These two images have an oddly similar mood. Both women have sober expressions and a sense of stillness. At first, you might read their proximity as the attempt of a museum curator to equate contemporary, bedazzled glam with that of the past, but it’s not so simple. Thomas has said she’s interested in how beauty products like rhinestones create masks. And just as you have to look a little closer to perceive the features of her low-resolution portrait, Fontana’s portrait is equally obscure. Sure, oil paint allows for more granular details, and the circa-1580 painting is chock full of symbols of wealth, but a question remains in both paintings: Who is actually depicted here?
The District is home to many museums, but it’s rare to see the city itself represented in those art collections.
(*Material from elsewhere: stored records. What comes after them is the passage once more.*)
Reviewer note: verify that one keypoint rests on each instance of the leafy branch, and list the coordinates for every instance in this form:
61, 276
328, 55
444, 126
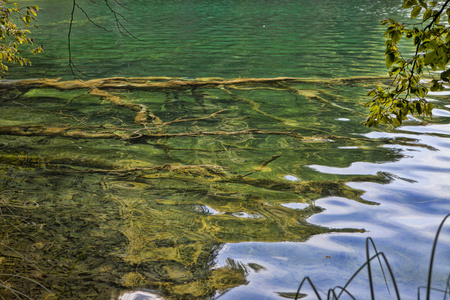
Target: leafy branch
119, 20
11, 36
406, 94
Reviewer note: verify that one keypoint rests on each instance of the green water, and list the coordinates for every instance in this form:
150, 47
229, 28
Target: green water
243, 215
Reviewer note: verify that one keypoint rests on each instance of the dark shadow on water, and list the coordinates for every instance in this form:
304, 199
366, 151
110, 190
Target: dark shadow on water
387, 273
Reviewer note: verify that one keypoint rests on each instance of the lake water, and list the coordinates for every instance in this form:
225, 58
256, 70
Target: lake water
245, 207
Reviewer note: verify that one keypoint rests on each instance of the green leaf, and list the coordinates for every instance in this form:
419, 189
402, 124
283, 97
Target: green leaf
416, 11
390, 58
423, 3
430, 57
409, 3
427, 14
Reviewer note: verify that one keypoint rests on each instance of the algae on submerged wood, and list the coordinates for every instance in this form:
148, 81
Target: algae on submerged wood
109, 188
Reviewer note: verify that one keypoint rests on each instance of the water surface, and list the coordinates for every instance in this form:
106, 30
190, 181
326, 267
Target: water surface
240, 216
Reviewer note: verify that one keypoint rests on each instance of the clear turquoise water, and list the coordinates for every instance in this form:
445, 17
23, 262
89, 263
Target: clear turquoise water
231, 39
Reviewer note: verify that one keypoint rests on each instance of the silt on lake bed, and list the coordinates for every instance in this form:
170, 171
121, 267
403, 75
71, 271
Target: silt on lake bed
213, 187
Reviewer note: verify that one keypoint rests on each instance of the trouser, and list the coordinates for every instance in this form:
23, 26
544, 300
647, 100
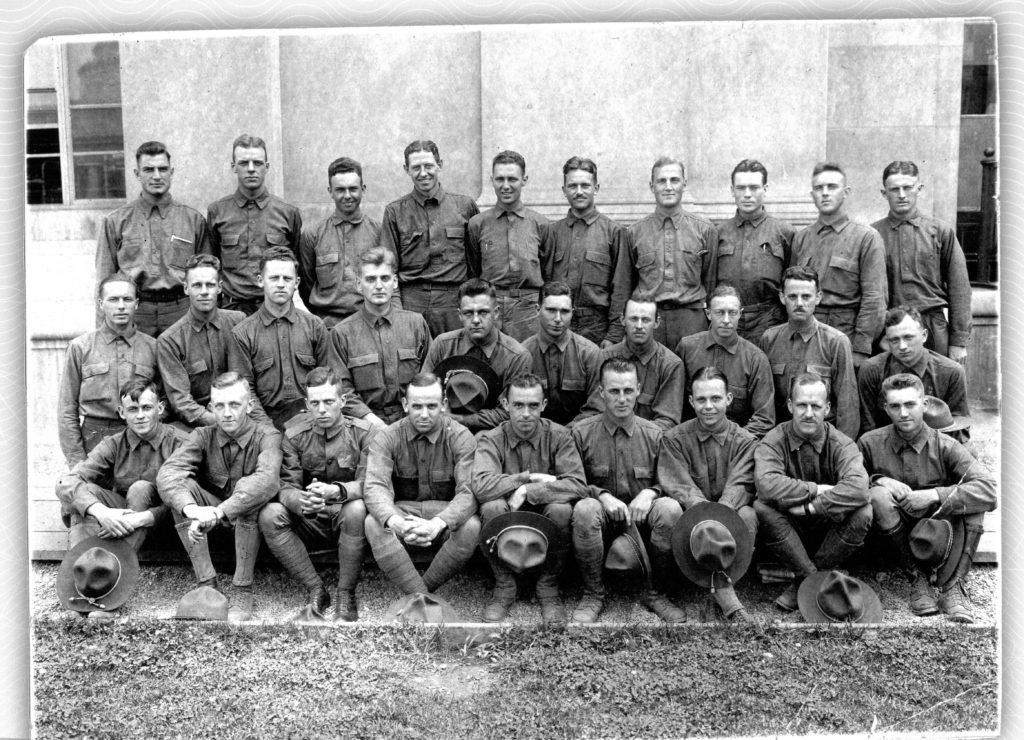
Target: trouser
340, 525
452, 550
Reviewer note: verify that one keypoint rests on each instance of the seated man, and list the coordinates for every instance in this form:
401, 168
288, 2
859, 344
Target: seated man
223, 474
321, 497
919, 473
418, 491
620, 456
811, 487
531, 464
711, 459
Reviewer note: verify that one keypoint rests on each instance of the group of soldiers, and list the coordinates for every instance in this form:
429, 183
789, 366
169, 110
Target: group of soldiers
653, 398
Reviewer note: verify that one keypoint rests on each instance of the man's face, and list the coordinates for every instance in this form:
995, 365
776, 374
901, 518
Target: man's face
619, 391
710, 400
279, 281
901, 191
524, 406
346, 190
905, 407
424, 170
724, 316
668, 184
640, 320
828, 190
906, 341
749, 191
202, 287
141, 416
580, 188
555, 315
118, 302
809, 406
250, 166
508, 180
154, 173
477, 316
801, 298
325, 403
424, 406
230, 406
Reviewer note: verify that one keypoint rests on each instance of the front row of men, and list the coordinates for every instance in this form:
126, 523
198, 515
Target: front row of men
529, 491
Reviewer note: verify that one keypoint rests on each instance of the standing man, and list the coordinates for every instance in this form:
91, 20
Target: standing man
597, 257
673, 254
426, 229
249, 222
275, 348
418, 491
380, 347
754, 249
925, 263
564, 360
194, 350
850, 261
150, 240
98, 366
745, 366
804, 344
329, 255
510, 246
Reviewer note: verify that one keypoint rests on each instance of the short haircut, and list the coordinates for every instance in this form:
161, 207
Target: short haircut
899, 167
248, 141
580, 163
750, 166
664, 161
152, 148
344, 165
422, 145
801, 272
508, 157
477, 287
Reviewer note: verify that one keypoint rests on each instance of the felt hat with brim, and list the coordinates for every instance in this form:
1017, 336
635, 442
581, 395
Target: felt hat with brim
519, 539
470, 384
97, 575
422, 609
203, 603
937, 546
938, 416
712, 546
829, 596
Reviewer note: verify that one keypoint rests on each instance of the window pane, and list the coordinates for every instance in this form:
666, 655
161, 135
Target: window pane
99, 176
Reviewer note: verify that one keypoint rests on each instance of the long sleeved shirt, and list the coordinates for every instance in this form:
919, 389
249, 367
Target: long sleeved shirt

In this urban scene, captured on canvas in 1967 by Georgia Mills Jessup (1926-2016) — a D.C. native with African, Pamunkey and European roots — the street is a blur of warm colors, with signs that read “H Street NW” and “Trans-Lux Theatre”
The work generously blends styles, and in so doing, captures the unsteady, shifting vision of walking down a street on a rainy evening. Lights are treated as abstract, Georgia O’Keeffe-like orbs. The buildings are disorienting, cubist conglomerations. The brushstrokes are vertical and elongated, suggesting the way sight blurs through watery eyes. At the bottom of the canvas, dripped paint echoes the abstract expressionists and the falling of rain.
Displayed near the entrance, Jessup’s painting is, ironically, most visible on the way out of the museum. With its various stylistic choices, it embodies that refusal to be categorized that sets this museum’s collection apart.
National Museum of Women in the Arts
1250 New York Ave. NW. nmwa.org.
Dates: Through Aug. 8. The museum shop and library are closed.
Prices: $10; $8 for seniors and students; free for museum members, military personnel and ages 18 and under. Timed-entry tickets are strongly encouraged. During the museum’s closing week, beginning Aug. 1, the museum will offer free admission every day, and extended hours of operation on select days.